The VSCIP study has successfully incorporated important ancillary objectives. In particular, genotype likely plays a key role in the development of asthma, the sensitivity to maternal smoking, and the difficulty in quitting smoking. Common deletions or structural polymorphisms in the glutathione transferase (GST) genes increase both the risk of asthma and the sensitivity of the fetus to maternal smoking.^63;84–87 The D398N (rs16969968) structural polymorphism of the α5 nicotinic receptor increases nicotine addiction, makes quitting more difficult, increases the risk of lung cancer and COPD ⁸⁸ and has been associated with increased growth retardation in offspring.^89;90 These ancillary studies will assist in elucidating mechanistic links between vitamin C supplementation and offspring pulmonary function and potential genetic factors associated with high rates of maternal smoking in this patient population.
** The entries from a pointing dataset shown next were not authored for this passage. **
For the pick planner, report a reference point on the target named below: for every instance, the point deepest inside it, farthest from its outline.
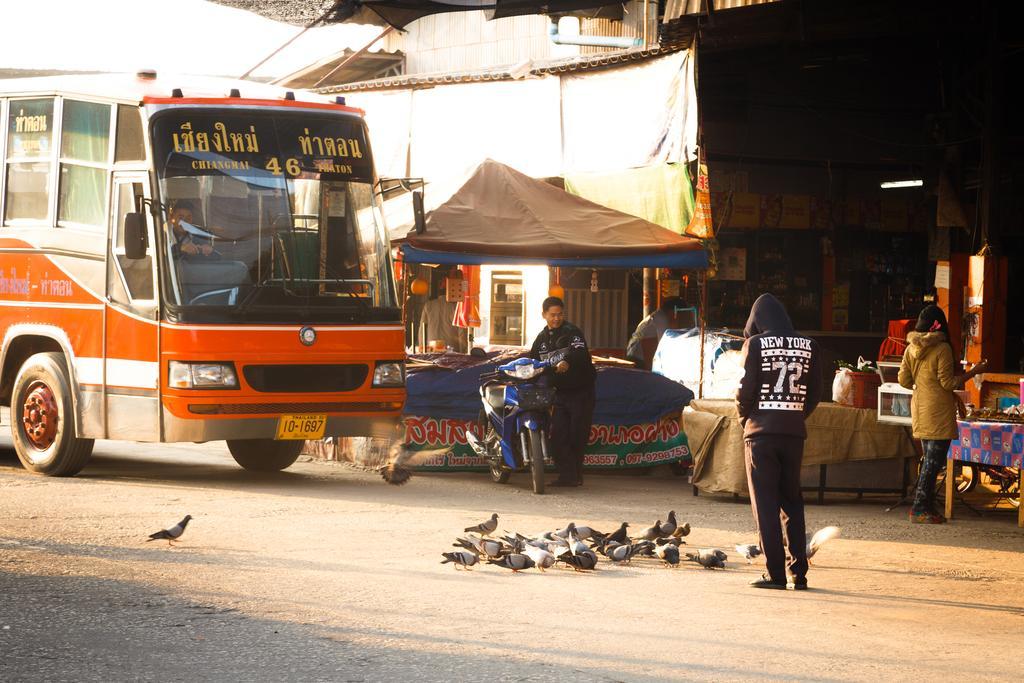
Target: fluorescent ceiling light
(893, 184)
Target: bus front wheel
(264, 455)
(42, 421)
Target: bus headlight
(202, 375)
(389, 374)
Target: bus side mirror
(421, 221)
(135, 236)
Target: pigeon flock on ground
(581, 547)
(569, 546)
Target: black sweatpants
(931, 465)
(773, 476)
(570, 420)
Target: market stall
(987, 442)
(501, 216)
(836, 434)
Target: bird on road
(668, 553)
(173, 534)
(644, 549)
(651, 532)
(620, 535)
(542, 558)
(750, 551)
(669, 527)
(484, 528)
(515, 561)
(488, 548)
(819, 539)
(621, 554)
(709, 558)
(581, 562)
(461, 558)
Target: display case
(894, 403)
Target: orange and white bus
(190, 260)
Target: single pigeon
(173, 534)
(620, 535)
(461, 558)
(644, 549)
(564, 532)
(514, 561)
(542, 558)
(682, 530)
(484, 528)
(582, 562)
(669, 527)
(819, 539)
(750, 551)
(651, 532)
(620, 554)
(488, 548)
(668, 554)
(708, 558)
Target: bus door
(131, 366)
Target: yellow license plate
(301, 426)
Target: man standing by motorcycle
(563, 345)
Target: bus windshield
(269, 217)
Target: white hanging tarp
(457, 127)
(617, 119)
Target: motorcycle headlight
(389, 374)
(525, 372)
(202, 375)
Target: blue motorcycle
(516, 411)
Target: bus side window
(29, 166)
(129, 144)
(84, 163)
(137, 272)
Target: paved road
(326, 573)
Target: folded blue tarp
(624, 396)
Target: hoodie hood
(919, 343)
(767, 314)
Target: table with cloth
(986, 443)
(835, 434)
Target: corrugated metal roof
(676, 8)
(506, 73)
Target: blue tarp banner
(686, 260)
(624, 396)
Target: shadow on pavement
(87, 629)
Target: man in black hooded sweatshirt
(781, 386)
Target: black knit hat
(933, 318)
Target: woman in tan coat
(929, 369)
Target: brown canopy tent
(501, 216)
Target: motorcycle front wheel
(499, 473)
(534, 450)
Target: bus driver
(185, 242)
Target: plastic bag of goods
(843, 387)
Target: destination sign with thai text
(296, 145)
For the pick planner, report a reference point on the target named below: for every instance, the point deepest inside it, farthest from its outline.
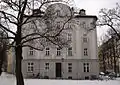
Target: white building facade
(79, 61)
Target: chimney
(82, 12)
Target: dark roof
(86, 16)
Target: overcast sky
(92, 7)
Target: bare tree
(110, 18)
(16, 15)
(3, 53)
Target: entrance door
(58, 70)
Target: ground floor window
(30, 67)
(69, 67)
(86, 67)
(69, 77)
(46, 66)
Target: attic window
(58, 12)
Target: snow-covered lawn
(7, 79)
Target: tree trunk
(18, 50)
(19, 77)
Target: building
(109, 53)
(79, 61)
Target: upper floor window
(58, 12)
(31, 51)
(47, 51)
(86, 67)
(70, 51)
(58, 52)
(85, 40)
(69, 67)
(85, 52)
(46, 66)
(69, 37)
(30, 67)
(58, 25)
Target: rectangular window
(30, 51)
(46, 66)
(58, 25)
(69, 37)
(58, 52)
(85, 52)
(30, 67)
(47, 51)
(86, 67)
(85, 40)
(69, 67)
(70, 51)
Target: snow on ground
(8, 79)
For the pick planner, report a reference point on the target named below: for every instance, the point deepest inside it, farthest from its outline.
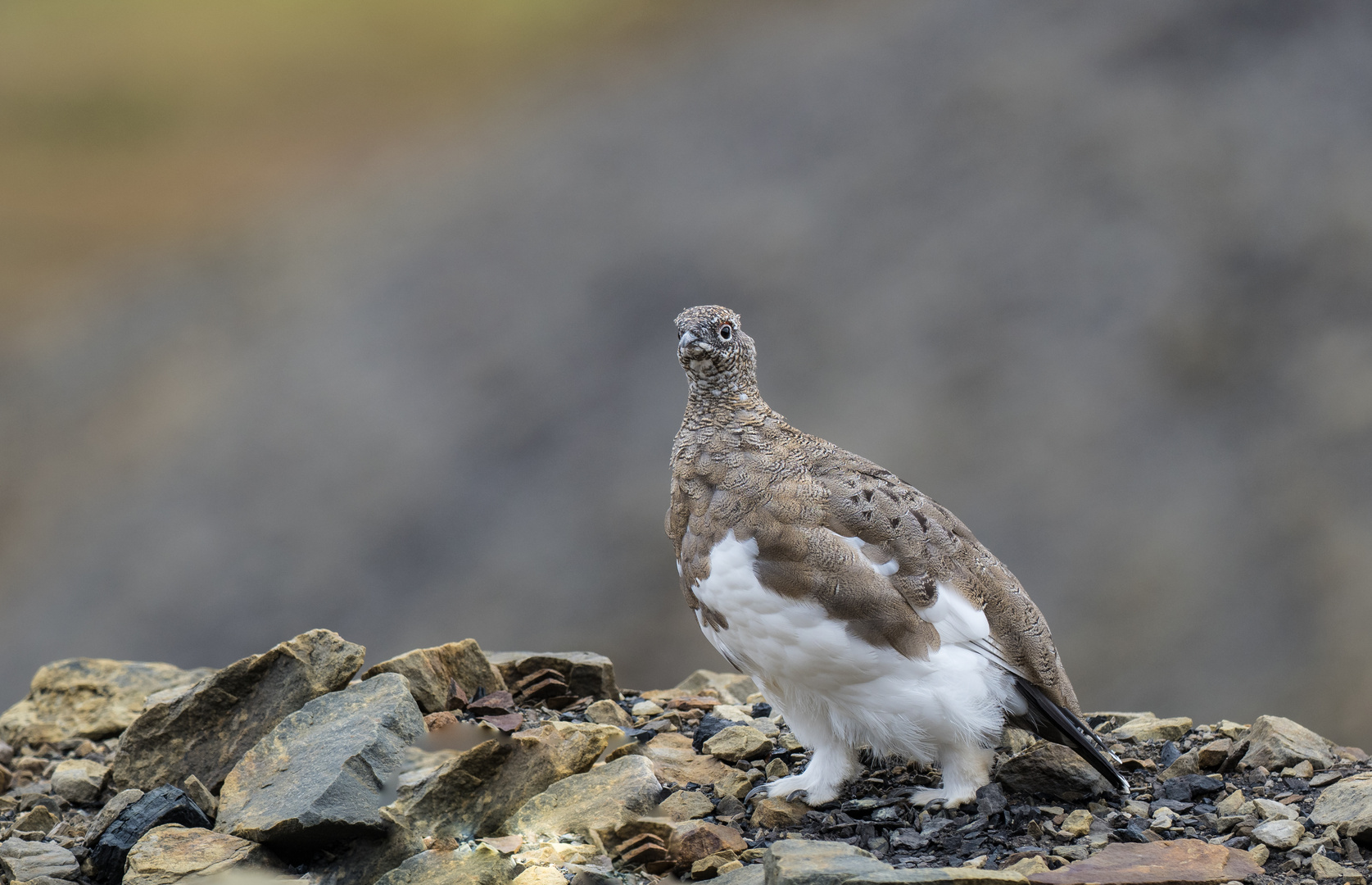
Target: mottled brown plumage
(737, 465)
VSCIP will provide critical information regardless of whether a difference in pulmonary function tests is observed at three months post-delivery between randomized groups. However our initial trial of vitamin C supplementation to pregnant smokers is very supportive for a positive result in the present VCSIP. In addition, the VCSIP prospective cohort of offspring of pregnant smokers is also uniquely phenotyped prenatally and postnatally to address important scientific questions related to maternal smoking and childhood respiratory health, which is highly relevant to the overall goals of NHLBI, and thus can have a major impact upon public health.